We don’t even need our inheritances. I was simply trying to point out that we have significant financial cushion. How am I entitled but my husband isn’t? |
Answer: My husband can’t give birth or breastfeed. He also has no desire to stay home with children. Therefore, it’s a silly question. Interesting you say you have no right to demand someone’s labor. Because I feel like that’s what my husband is doing. He’s wanting a second child and for me to continue working in a demanding job. |
Will you explain how this is childish? I have a few friends who have quit their jobs when their husbands have made it very clear that they don’t want a SAHM. Their marriages are on the rocks and their husbands don’t seem to respect them. I am trying to avoid getting myself in this situation. I simply don’t think I can manage to have another child and continue working in a high earning job. |
True. How dare a woman have any demands! The responses on here are exactly why educated women are having fewer children. It’s a rotten deal. |
Funny OP that the ONLY thing you address in this response is the inheritance. None of the other, truly more important partnership parts. |
Op here. I’ve made the assumptions based on many comments he has said over the years. I’m a highly sensitive person and able to read between the lines. It’s correct that I don’t know what I want to do regarding my career. I simply want to avoid a bad situation where I have a resentful husband because I want to spend more time actively raising my children and keeping a nice home. |
This is ridiculous and completely irrational.
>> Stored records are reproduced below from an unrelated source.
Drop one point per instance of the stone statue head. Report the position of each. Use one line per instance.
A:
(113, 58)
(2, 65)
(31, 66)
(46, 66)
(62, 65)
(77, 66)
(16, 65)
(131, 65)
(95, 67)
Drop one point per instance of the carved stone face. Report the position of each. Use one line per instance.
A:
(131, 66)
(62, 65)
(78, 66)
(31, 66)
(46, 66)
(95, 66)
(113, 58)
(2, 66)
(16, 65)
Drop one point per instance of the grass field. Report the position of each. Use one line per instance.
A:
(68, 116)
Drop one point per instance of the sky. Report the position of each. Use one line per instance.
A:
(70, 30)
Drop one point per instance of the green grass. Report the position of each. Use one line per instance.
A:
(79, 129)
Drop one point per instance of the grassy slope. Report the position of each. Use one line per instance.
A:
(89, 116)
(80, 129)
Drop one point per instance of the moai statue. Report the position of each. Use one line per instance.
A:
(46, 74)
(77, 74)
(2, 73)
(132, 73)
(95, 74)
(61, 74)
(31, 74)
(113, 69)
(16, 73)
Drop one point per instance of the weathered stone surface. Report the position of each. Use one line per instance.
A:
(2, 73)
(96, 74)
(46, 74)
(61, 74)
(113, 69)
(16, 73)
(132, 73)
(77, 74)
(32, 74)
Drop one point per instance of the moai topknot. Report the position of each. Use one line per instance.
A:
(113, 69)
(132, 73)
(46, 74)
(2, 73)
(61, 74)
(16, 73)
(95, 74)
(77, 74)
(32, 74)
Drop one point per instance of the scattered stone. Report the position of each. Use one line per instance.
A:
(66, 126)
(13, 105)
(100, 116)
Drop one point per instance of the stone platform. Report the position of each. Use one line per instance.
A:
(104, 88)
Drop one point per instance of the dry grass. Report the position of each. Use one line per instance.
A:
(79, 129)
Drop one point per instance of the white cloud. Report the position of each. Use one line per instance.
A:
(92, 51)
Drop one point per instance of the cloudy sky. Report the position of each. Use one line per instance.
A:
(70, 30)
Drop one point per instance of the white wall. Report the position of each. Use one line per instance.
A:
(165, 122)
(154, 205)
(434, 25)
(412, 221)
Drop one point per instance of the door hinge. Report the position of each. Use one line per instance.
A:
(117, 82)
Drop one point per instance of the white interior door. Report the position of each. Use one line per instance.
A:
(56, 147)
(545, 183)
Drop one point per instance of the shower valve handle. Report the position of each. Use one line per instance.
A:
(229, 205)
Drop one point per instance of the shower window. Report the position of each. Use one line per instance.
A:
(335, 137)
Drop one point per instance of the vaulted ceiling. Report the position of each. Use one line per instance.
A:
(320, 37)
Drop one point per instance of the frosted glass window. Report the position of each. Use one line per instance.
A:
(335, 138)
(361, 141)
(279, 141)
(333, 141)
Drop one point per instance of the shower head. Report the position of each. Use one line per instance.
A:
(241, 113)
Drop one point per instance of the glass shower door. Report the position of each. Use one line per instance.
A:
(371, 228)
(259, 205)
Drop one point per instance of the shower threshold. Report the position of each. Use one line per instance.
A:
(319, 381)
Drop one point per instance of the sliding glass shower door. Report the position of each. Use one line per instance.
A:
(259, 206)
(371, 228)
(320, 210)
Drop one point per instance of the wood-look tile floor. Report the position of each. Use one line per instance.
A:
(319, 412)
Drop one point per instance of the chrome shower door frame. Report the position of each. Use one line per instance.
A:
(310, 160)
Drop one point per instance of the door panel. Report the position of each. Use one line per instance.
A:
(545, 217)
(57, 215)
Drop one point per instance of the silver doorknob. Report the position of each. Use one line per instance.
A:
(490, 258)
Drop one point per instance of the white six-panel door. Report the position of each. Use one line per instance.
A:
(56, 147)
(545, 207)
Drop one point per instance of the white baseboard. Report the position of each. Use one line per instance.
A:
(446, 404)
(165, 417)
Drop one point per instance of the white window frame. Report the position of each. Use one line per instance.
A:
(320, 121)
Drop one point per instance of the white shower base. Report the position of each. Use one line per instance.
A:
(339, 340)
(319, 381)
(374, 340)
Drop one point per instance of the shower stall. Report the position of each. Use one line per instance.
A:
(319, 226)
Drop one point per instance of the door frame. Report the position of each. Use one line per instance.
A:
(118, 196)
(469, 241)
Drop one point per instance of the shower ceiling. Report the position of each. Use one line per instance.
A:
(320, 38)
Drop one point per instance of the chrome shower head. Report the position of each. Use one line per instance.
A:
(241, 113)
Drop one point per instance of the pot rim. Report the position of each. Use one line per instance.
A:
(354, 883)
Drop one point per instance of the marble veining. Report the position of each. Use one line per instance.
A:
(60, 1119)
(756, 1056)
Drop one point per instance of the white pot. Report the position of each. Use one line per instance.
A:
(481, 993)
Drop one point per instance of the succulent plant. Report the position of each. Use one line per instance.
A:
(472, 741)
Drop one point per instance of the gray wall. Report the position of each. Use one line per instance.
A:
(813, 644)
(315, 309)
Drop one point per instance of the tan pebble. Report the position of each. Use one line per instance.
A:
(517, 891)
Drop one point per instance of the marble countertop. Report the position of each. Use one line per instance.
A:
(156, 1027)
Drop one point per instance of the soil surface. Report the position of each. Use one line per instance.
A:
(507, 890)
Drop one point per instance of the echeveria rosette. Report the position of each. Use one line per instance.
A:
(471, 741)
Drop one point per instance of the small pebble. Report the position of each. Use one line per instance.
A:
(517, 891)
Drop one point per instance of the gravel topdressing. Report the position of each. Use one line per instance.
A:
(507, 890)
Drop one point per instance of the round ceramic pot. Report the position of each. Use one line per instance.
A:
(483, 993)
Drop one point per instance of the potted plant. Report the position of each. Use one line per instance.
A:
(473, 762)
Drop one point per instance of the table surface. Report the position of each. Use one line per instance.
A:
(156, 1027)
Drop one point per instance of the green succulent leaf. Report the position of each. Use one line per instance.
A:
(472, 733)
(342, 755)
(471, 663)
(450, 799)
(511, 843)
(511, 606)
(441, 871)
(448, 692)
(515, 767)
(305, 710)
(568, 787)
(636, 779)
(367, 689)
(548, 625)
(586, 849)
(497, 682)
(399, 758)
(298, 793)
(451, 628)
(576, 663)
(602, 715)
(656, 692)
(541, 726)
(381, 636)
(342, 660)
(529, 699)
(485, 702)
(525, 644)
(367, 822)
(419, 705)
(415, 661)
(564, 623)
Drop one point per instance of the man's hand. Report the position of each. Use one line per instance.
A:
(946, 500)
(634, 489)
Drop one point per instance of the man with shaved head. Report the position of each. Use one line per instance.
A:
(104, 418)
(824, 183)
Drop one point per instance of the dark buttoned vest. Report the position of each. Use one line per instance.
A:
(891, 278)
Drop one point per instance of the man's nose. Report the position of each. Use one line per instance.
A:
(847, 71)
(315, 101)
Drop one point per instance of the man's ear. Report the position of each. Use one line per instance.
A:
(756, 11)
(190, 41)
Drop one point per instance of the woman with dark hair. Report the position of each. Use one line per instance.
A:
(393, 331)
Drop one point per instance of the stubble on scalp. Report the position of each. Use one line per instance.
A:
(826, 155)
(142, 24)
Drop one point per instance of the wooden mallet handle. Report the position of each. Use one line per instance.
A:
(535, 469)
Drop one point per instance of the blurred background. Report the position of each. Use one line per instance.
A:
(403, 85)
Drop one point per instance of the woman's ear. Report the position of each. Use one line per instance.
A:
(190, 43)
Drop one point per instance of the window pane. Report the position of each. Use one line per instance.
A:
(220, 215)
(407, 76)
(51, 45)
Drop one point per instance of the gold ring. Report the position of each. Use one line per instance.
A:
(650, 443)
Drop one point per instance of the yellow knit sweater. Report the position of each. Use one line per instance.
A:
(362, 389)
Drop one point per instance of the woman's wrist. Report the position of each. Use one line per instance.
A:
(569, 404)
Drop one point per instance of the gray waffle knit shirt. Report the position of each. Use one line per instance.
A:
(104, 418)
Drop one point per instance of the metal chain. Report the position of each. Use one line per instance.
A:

No wonder your DH doesn’t agree. If you were infertile and adopted your child(ren) would you still be magically entitled to be the SAH one? I’m a married lesbian and I wonder which one of us you think is entitled to stay home, given that we both have ovaries and can breastfeed. Answer: neither. No one has the right to not bring in income, just as no one has the right to not provide childcare. If these things are split in a certain way, it should only ever be by MUTUAL agreement - not because of anatomy/chromosomes. |
So what happens if your husband wants to stop working for a while? Are you going to be supportive? |
I have already considered these stresses, which is why I didn’t comment. Of course it’s obvious that being the sole breadwinner brings on stress. I would hope that our net worth and eventual inheritance would help ease that stress. I already have $2 million saved in retirement. It’s not like we don’t have anything to fall back on. Yes, you make a good point on his family upbringing. His parents have a network of close to $10 million and it’s never enough. They will work until they die. They are very much into money and building wealth. Whereas, I see it as a means to an end. I am not looking to have my children raised by a nanny so I can pass on $10 million dollars. Look,. I don’t want the stress of pregnancy and childbirth, but it is what it is. |
I think we are living in completely different cultures. |
Your culture is apparently the 1950s. |
Obviously. That’s why after my husband had hip surgery we decided that I should be the one to stay home and recuperate. If he can stay home after my c-section, it’s only fair right? |
No, I’m not. My husband and I aren’t part of a culture or a socioeconomic class where that’s considered okay. He would never want to do that. |
I guess so! Look, I’m married to a white UMC wasp. To be fair, very few men in America even take time off after their wife has children. So it’s a little silly to act as though we should all be held to your standard of both spouses being treated 100% equally after having a child. This just isn’t the reality that most American women are living in. You’re in a completely different situation where you even have the same reproductive organs. |
Complete non-sequitar. You didn’t say you want to stay home and recuperate after childbirth. You’d be getting a lot more support if you had. Recuperating from childbirth doesn’t require you to quit your job, for heavens sake. Ask me how I know. Opting out of the workforce is just not a decision one member of the couple gets to make unilaterally. Even if that member happens to be female.